We pitched our tent, green on top with an orange floor. The tent stakes barely punched an inch into the surface gravel before stopping on the permafrost. A new experience! We packed what we needed for a modest day hike: Canteens slung over shoulders, our topographic map, anoraks tied around our waists. The peak was obvious throughout the approach through a thinning forest and thick willow. At one point, we followed a creek, knowing that the water would lead us “up there” quickly. There was No Trail. This fact hadn’t really struck me as odd at the time, but it was the first time I had spent so much time hiking with a purpose and without a trail.
There were no National Park Headquarters, no Orientation Centers, no backcountry safety videos; just two guys without a compass who had been in the car for a long time and had decided to go for a walk. I have no idea how we first figured out that we needed to start making noise while hiking through the willows. Every 10 seconds or so we shouted “No Bears here!”, using our best North Eastern accents. This devolved into making up bear songs.

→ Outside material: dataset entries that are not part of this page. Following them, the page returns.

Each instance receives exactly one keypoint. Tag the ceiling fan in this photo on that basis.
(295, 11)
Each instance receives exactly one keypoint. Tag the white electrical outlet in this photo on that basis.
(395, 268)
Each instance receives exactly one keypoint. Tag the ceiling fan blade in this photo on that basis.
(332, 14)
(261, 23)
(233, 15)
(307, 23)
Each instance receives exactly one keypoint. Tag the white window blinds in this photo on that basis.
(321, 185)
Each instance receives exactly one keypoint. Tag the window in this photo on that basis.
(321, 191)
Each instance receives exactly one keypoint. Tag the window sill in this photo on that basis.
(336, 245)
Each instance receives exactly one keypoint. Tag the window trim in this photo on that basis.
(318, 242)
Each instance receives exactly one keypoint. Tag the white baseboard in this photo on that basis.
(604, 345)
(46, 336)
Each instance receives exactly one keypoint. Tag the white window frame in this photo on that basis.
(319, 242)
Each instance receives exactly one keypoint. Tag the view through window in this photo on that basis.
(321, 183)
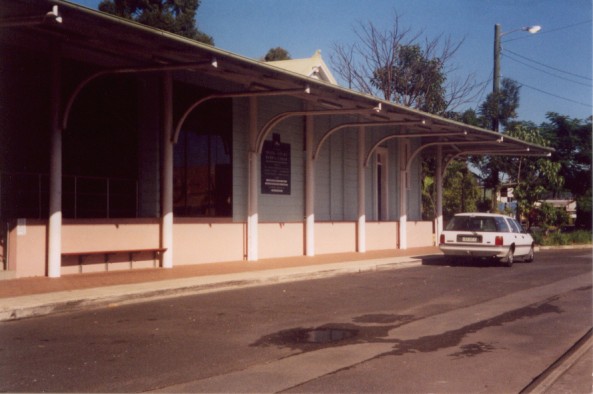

We broke past tree line, reached a ridge and followed it to the summit. We snapped photos mainly to the east…towards Sukakpuk and Weil. Towards home. There was a rainbow out there. I wish we had taken a panorama out west, into the Gates of The Arctic National Park, but that direction was meaningless to me at the time. From the summit we looked down at our tent. It was an orange dot in the distance. That meant only one thing. The wind had flipped it over. Sukukpak, again, looked different. It was about 40 degrees and breezy on that summit day. And we were thousands of miles from our lives. After 18 years, I still feel it: the music mix, the total newness, the freedom, the uncertainty, the glory. Upon arriving back at camp, we were in disbelief that we actually climbed to the summit. It was a longer hike than we had anticipated. We named the peak Escort Mountain.